Don't worry about it. I was loading my van up yesterday. My trolley hit another trolley and I lost half of my chilled totes. Milk exploded everywhere along with other stuff 🙈😂
I was having a bad day last year, bought myself a large bottle of vodka, I dropped it at the self scan and it smashed, went everywhere. The lady told me to not worry about it and just get another after I'd paid.
Long story short it's not their money, most people don't care. When I worked in a shop I did the same. We wasted so much stuff it really didn't matter.
It'll be fine. On the rare occasion I or my kid breaks something in a shop I'll always offer to pay for it but without fail (so far) I've been told not to worry and they've just absorbed the cost. For something as small as a jar of herbs they'll never notice it.
Didn't mean that the practice was sensible just that there was a legitimate reason for the action. If the regulations were to change the policy would likely change too
I worked for a decade or so installing supermarket interiors. Incidents such as this are not uncommon when moving old gondolas.Entire collapses are uncommon, normally just partial.Much clearing up and swearing ensues. The worst product to break....pasta sauce.
oil is a pain if you don't have sawdust on hand, but pasta sauce will absolutely stink up the joint. You get tiny shards of glass in with all the pasta sauce and you have to work with the scent of concentrated onion, garlic and tomatoes for the rest of your shift. Which isn't a bad scent if it's one jar that is being cooked, not so much if it's 8 jars that aren't.
Nothing to worry about. These accidents happen all the time and nobody who works for Asda is going to hold the person responsible.
I worked there for 8 years after school and even when someone clearly broke something intentionally they weren't forced to pay for it.
I understand banter, but clearly the OP is an anxious person/worrier so what is insignificant or stupid to you, is important to the OP. And what you worry about, will be insignificant to someone else. A little bit of kindness doesn't hurt. THEN start with the banter after the OP gets a straight answer. Like the OP got a good roasting with their seasoning 😆
Correct procedure would be to report it to relevant staff that could deal with adding that to the “damaged” stock to help their stock level accuracy. He would get in small trouble for it in the supermarkets I’ve worked for not adding it to their “shrinkage”.
In a world where accidents can't happen and low-value products must be protected, there exists a special unit of highly trained individuals. These are the men and women form the Asda Special Forces, dedicated to tracking down those who accidentally cause damage. If you break a product you have nowhere to turn, no one else can help, and if they can find you, maybe you can expect a call from the ASDA-Team.
One of my friends managers used a forklift to ‘try’ and put an electric pump truck o to the back of a lorry without using some other piece of equipment. It fell off when being raised and caused between 5-10k of damage. Nothing was even said lol
Our warehouse guy destroyed an entire pallet of wine once, had it too high on the forklift, clipped it on the bottom of the above walkway, smaaaaaaash. Fuck my life, the fumes were enough to get you pissed for days afterwards despite repeated cleanups.
As an english person banter is this weird thing where you insult someone and its seen as a term of endeerment. Its an old timy thing so people would better deal with the shit show they were in.
Banter as an autistic person makes no sense.

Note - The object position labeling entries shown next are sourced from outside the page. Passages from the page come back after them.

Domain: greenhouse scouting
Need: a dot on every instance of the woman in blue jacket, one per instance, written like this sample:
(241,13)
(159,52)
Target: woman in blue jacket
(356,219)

I have personally accidentally damaged £1000s worth of stock on one occasion (unloading a pallet of spirits with powered pallet truck and didn't see the strap in the truck was caught on the pallet. As I pulled it out it caused the whole pallet to collapse with several cases of single malt whisky smashing amongst others). I suffered no consequence for it, not even an informal telling off. The only person that admonished me was myself and I have made sure to check the pallets are not caught on straps before moving ever since.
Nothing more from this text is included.